Sendo assim, dá para acreditar que até a dor da solidão pode ser uma ótima oportunidade para exercitar tais lapidações. Há uma história literária muito instigante sobre a aprendizagem que nasce da existência solitária. No livro “O Deserto dos Tártaros”, o escritor italiano Dino Buzzati conta a trajetória de vida do jovem oficial Giovanni Drogo, que é nomeado para fazer parte de um batalhão do Exército italiano, localizado em um forte à beira do Deserto dos Tártaros – uma região de fronteira. Com todos os sonhos e esperanças que arrebatam a maioria dos jovens, a personagem via naquela oportunidade uma chance única de experimentar aventuras inesquecíveis, de travar batalhas que pudessem dar sentido à sua vida, até então monótona. Ao contrário, tudo que encontrou foi uma rotina vazia e tomada pelo silêncio e pela solidão.
Buzzati, num dos trechos que me marcaram, diz exatamente assim: “...deu-se conta de que os homens, ainda que possam se querer bem, permanecem sempre distantes; que se alguém sofre, a dor é totalmente sua, ninguém pode tomar para si uma mínima parte dela; que se alguém sofre, os outros não vão sofrer por isso, ainda que o amor seja grande; e é isso que causa a solidão da vida.”
O jovem oficial da ficção não tardou para perceber a força dessa afirmação do autor/narrador. Consciente de que aquele deserto que seus olhos perdiam de vista havia despertado seu próprio deserto interior, não lhe restou alternativa a não ser conhecê-lo mais a fundo. Na frase a seguir Giovanni Drogo arremata o que pôde tirar dessa vivência: “acreditamos que ao redor há criaturas como nós e, ao contrário, só há gelo, pedras que falam uma língua estrangeira.
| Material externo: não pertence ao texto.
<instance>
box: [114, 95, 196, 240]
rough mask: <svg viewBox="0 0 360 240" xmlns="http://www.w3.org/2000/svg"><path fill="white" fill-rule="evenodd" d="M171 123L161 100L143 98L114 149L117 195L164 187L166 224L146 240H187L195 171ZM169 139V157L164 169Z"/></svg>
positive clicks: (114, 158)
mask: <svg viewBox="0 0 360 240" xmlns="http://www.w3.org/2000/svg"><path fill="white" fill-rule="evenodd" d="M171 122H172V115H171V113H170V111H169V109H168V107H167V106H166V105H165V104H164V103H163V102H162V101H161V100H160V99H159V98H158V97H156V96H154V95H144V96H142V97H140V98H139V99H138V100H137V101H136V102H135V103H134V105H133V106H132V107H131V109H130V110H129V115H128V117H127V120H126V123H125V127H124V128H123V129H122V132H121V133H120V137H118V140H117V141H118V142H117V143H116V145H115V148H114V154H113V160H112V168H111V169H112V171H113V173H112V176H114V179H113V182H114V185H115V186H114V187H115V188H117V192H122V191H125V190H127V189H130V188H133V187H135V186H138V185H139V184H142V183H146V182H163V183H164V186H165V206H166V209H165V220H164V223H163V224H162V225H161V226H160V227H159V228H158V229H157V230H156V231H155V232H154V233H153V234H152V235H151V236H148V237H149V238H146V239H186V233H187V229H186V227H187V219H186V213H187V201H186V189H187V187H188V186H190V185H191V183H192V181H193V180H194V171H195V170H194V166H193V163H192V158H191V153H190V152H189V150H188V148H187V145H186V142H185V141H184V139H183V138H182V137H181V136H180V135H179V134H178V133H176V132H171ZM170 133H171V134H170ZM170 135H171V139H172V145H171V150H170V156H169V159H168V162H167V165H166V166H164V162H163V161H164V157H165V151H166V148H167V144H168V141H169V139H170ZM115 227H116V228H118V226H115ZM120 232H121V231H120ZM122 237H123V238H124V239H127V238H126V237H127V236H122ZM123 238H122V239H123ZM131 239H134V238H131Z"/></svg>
Preparamo-nos para cumprimentar o amigo, mas o braço recai inerte, o sorriso se apaga, porque percebemos que estamos completamente sós.”
Todos, em menor ou maior grau, vivem essa experiência. Quem não já se sentiu só em meio à multidão ou mesmo ao lado de alguém muito próximo? Não há, no entanto, qualquer mal nisso! Nascemos sós e morremos sós. Está é uma condição da essência humana. Os encontros com o outro servem para aperfeiçoamos sentimentos vitais, como amor, confiança e esperança; ou mesmo para lidarmos com seus opostos. Eles são, na verdade, grandes chances para as “inter-lapidações”, como quis dizer meu amigo.